Download or read book The Present Prospects of Social Art History written by Robert Slifkin and published by Bloomsbury Publishing USA. This book was released on 2021-03-25 with total page 209 pages. Available in PDF, EPUB and Kindle. Book excerpt: The Present Prospects of Social Art History represents a major reconsideration of how art historians analyze works of art and the role that historical factors, both those at the moment when the work was created and when the historian addresses the objects at hand, play in informing their interpretations. Featuring the work of some of the discipline's leading scholars, the volume contains a collection of essays that consider the advantages, limitations, and specific challenges of seeing works of art primarily through a historical perspective.
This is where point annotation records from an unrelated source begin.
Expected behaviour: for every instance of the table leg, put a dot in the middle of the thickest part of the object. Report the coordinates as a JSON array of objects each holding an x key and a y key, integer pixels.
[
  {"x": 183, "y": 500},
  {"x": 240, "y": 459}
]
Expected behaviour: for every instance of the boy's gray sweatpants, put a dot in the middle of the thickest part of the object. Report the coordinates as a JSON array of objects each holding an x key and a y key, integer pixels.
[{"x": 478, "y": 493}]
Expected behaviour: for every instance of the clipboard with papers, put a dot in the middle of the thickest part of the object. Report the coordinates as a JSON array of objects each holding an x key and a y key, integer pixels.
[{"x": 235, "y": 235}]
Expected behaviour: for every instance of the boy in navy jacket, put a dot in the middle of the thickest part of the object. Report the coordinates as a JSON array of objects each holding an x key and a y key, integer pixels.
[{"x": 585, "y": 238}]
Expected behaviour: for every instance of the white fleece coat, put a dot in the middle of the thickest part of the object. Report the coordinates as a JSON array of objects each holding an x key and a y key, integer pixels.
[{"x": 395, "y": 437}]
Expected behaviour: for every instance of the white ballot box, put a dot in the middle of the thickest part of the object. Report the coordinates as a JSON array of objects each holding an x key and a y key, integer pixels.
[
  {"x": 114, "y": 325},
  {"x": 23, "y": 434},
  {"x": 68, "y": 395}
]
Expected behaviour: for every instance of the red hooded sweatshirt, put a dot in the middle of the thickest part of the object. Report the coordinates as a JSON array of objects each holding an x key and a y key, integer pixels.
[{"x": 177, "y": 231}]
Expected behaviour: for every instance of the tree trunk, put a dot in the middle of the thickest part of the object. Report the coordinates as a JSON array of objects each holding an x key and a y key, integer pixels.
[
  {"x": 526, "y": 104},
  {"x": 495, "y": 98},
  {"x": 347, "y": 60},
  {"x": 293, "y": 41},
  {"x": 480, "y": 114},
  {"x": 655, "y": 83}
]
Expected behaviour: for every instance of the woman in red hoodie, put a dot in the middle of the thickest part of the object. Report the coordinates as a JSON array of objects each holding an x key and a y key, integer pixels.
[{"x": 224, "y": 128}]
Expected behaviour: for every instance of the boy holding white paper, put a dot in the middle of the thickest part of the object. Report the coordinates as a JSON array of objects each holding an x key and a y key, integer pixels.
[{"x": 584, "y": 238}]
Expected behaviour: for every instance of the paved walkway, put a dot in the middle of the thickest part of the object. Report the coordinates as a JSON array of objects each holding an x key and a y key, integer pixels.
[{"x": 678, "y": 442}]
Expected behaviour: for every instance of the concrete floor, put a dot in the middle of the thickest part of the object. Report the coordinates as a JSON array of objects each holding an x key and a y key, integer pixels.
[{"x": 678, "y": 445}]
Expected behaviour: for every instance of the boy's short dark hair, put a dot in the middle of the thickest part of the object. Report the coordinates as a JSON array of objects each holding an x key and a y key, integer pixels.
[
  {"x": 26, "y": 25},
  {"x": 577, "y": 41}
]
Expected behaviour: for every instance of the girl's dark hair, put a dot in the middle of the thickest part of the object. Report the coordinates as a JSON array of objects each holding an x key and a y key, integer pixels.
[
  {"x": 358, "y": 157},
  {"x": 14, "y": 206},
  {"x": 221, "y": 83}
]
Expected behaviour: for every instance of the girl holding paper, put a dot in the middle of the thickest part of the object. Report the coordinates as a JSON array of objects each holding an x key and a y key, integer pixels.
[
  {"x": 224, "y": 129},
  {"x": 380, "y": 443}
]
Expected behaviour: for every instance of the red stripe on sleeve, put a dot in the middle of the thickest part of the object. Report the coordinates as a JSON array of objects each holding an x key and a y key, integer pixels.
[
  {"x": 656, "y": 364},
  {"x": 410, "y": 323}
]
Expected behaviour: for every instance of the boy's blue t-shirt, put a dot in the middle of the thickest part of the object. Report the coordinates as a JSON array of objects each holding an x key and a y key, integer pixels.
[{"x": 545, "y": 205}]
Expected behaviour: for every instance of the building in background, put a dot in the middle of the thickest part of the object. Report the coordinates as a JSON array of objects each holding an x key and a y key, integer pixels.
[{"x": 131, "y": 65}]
The assembled texts, along with an introduction by the co-editors, demonstrate an array of possible methodological approaches that acknowledge the crucial role of history in the creation, reception, and exhibition of works of art.

Book Storytellers of Art Histories

    Book Details:
  • Author : Yasmeen Siddiqui
  • Publisher : Intellect (UK)
  • Release : 2021-11-29
  • ISBN : 9781789384277
  • Pages : 208 pages

Download or read book Storytellers of Art Histories written by Yasmeen Siddiqui and published by Intellect (UK). This book was released on 2021-11-29 with total page 208 pages. Available in PDF, EPUB and Kindle. Book excerpt: An anthology amplifying the voices of the figures reshaping art histories across disciplines and a range of fluid practices. With a focus on gender, race (including whiteness), class, sexuality, and transnationality--all of which are often marginalized in dominant art histories--each individual has provided short, often personal contributions detailing how they become passionate about their practice. The contributors' offerings are varied and surprising, appealing equally to people enmeshed in the field through their work as well as those with a beginner's interest. Their pieces take various forms--epistolary, children's fable, interview, coauthored narrative, pastiche, memoir, manifesto, and apology--and a number of the essays perform in their structure or content the theories they explore about publishing, curating, and archival work.

Book Art Is Everything

    Book Details:
  • Author : Yxta Maya Murray
  • Publisher : Northwestern University Press
  • Release : 2021-01-15
  • ISBN : 0810142937
  • Pages : 281 pages

Download or read book Art Is Everything written by Yxta Maya Murray and published by Northwestern University Press. This book was released on 2021-01-15 with total page 281 pages. Available in PDF, EPUB and Kindle. Book excerpt: In her funny, idiosyncratic, and propulsive new novel, Art Is Everything, Yxta Maya Murray offers us a portrait of a Chicana artist as a woman on the margins. L.A. native Amanda Ruiz is a successful performance artist who is madly in love with her girlfriend, a wealthy and pragmatic actuary named Xōchitl. Everything seems under control: Amanda’s grumpy father is living peacefully in Koreatown; Amanda is about to enjoy a residency at the Guggenheim Museum in New York and, once she gets her NEA, she’s going to film a groundbreaking autocritical documentary in Mexico. But then everything starts to fall apart when Xōchitl’s biological clock begins beeping, Amanda’s father dies, and she endures a sexual assault. What happens to an artist when her emotional support vanishes along with her feelings of safety and her finances? Written as a series of web posts, Instagram essays, Snapchat freakouts, rejected Yelp reviews, Facebook screeds, and SmugMug streams-of-consciousness that merge volcanic confession with eagle-eyed art criticism, Art Is Everything shows us the painful but joyous development of a mid-career artist whose world implodes just as she has a breakthrough.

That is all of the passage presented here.